La notion de cycle de vie vise à évaluer non seulement les coûts d’un procédé ou de la fabrication d’un produit, mais également les répercussions que sa fabrication, son utilisation et son élimination peuvent entraîner sur l’environnement et la société.

Connaissant les répercussions globales d’un produit ou d’un procédé, il est possible de faire les choix qui s’imposent, dès la phase de conception, afin de les réduire. Plusieurs pistes sont alors possibles :

Réduction des matières premières

Pour fabriquer un produit ou construire un ouvrage, il est possible de réduire la quantité de matières premières requises de nombreuses façons. L’ingénieur a même contribué à cela depuis longtemps dans le cadre de son travail puisqu’en réduisant le gaspillage, il permet souvent de réduire le coût de fabrication du produit.

Par exemple, l’utilisation de machines-outils de pointe permet d’optimiser la fabrication de pièces métalliques. Les tours de craquage des raffineries de pétrole permettent de fabriquer en priorité les produits pétroliers à forte valeur ajoutée, lesquels sont très recherchés, le tout avec une quantité inférieure de brut.

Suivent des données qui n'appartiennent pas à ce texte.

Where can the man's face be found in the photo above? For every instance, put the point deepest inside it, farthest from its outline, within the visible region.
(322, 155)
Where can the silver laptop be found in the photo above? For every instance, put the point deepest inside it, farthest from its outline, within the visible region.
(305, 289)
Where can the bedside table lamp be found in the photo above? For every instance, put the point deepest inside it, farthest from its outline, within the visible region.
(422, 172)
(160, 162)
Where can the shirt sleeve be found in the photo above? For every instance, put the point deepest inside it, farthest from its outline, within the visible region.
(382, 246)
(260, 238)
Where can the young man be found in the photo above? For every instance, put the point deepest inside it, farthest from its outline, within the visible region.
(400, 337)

Remplacement des matières premières non renouvelables

Il est également possible de réduire la quantité de matières premières en les remplaçant par des matières recyclées ou par des matières renouvelables.

Quelques exemples éloquents de cette pratique sont la fabrication du papier à partir de fibres recyclées, plutôt qu’avec des fibres vierges, la réutilisation du vieux béton comme granulat dans la base des routes et la fabrication d’objets à partir de dérivés d’amidon de maïs plutôt que de produits pétroliers. Des ingénieurs ont assurément participé à la mise au point de ces améliorations environnementales.

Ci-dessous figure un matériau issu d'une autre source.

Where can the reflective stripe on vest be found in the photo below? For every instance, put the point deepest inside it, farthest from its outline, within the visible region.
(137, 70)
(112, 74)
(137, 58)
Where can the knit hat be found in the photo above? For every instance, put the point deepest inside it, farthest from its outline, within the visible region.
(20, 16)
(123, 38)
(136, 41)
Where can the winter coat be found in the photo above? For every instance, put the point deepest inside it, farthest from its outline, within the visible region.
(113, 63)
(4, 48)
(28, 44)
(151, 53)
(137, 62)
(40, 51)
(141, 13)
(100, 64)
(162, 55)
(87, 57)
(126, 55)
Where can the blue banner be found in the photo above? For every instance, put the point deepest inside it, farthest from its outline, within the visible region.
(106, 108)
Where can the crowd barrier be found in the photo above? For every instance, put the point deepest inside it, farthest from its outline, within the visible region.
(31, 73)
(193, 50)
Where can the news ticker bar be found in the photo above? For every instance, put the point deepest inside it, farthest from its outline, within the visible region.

Réduction de la quantité d’énergie requise

Bien qu’au Québec l’énergie électrique soit principalement de source renouvelable et qu’elle soit abordable, il est important de chercher à réduire la quantité d’énergie requise non seulement pour fabriquer un bien, mais également pour l’utiliser.

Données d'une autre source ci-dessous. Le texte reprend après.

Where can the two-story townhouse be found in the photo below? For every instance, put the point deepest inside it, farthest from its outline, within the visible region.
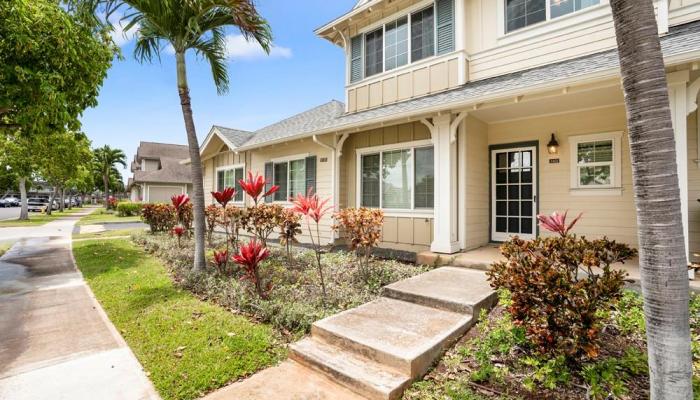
(464, 119)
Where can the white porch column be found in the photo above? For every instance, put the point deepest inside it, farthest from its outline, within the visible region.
(445, 223)
(678, 98)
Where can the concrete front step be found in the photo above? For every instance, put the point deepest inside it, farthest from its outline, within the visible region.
(365, 377)
(449, 288)
(401, 335)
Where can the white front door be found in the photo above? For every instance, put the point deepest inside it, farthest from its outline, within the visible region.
(513, 193)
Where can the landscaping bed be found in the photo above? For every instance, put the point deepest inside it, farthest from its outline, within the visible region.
(493, 362)
(187, 346)
(295, 298)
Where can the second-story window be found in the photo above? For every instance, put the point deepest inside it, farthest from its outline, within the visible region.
(373, 52)
(523, 13)
(396, 44)
(422, 34)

Par exemple, on estime que plus de 80 % de l’énergie consommée au cours de la vie d’un bâtiment provient de son utilisation, et non de sa construction ou de l’énergie requise pour fabriquer les matériaux5 qui le composent.

Les industries énergivores que sont les alumineries et les cimenteries, pour ne citer qu’elles, ont déployé des efforts considérables afin de moderniser leurs processus de fabrication. Elles ont ainsi effectué au cours des années des bonds technologiques impressionnants, mais recherchant également quotidiennement à améliorer leur efficacité énergétique.

L’amélioration de l’efficacité énergétique est également très importante lorsque vient le moment de réduire les gaspillages d’énergie qui se produisent tout au cours de l’utilisation courante de nombreux biens.

 

 

Réduction des déchets produits

Le cycle de vie d’un produit ou d’un ouvrage est terminé au moment de sa mise au rebut ou de son démantèlement. Il est également possible, dès l’étape de la conception, de planifier les moyens de mise au rebut ou de démantèlement afin d’optimiser le principe des 3RV-E qui sont, par ordre de priorité :

L’analyse du cycle de vie d’un produit permet souvent de réaliser les 3R (nous en avons déjà traité plus haut dans cette section), mais il est également possible, au moment de la conception, de favoriser le recyclage plutôt que la valorisation énergétique. Par exemple, en utilisant des plastiques facilement recyclables dans la fabrication d’une voiture et en indiquant clairement les différentes pièces selon les types de plastiques qui les composent.

Il est également essentiel de chercher à mettre les sites de production dans un état qui sera le plus près de l’état d’origine des lieux, qu’il s’agisse d’une usine de transformation, d’un site d’extraction de ressources naturelles ou d’un site d’élimination de matières résiduelles.

Enfin, il est souvent possible et souhaitable que les lieux offrent une plus-value par rapport à la situation d’origine, que ce soit par l’amélioration des habitats afin d’offrir une plus grande biodiversité ou encore en permettant à la communauté d’utiliser activement et sécuritairement le site et les aménagements qui y auront été faits.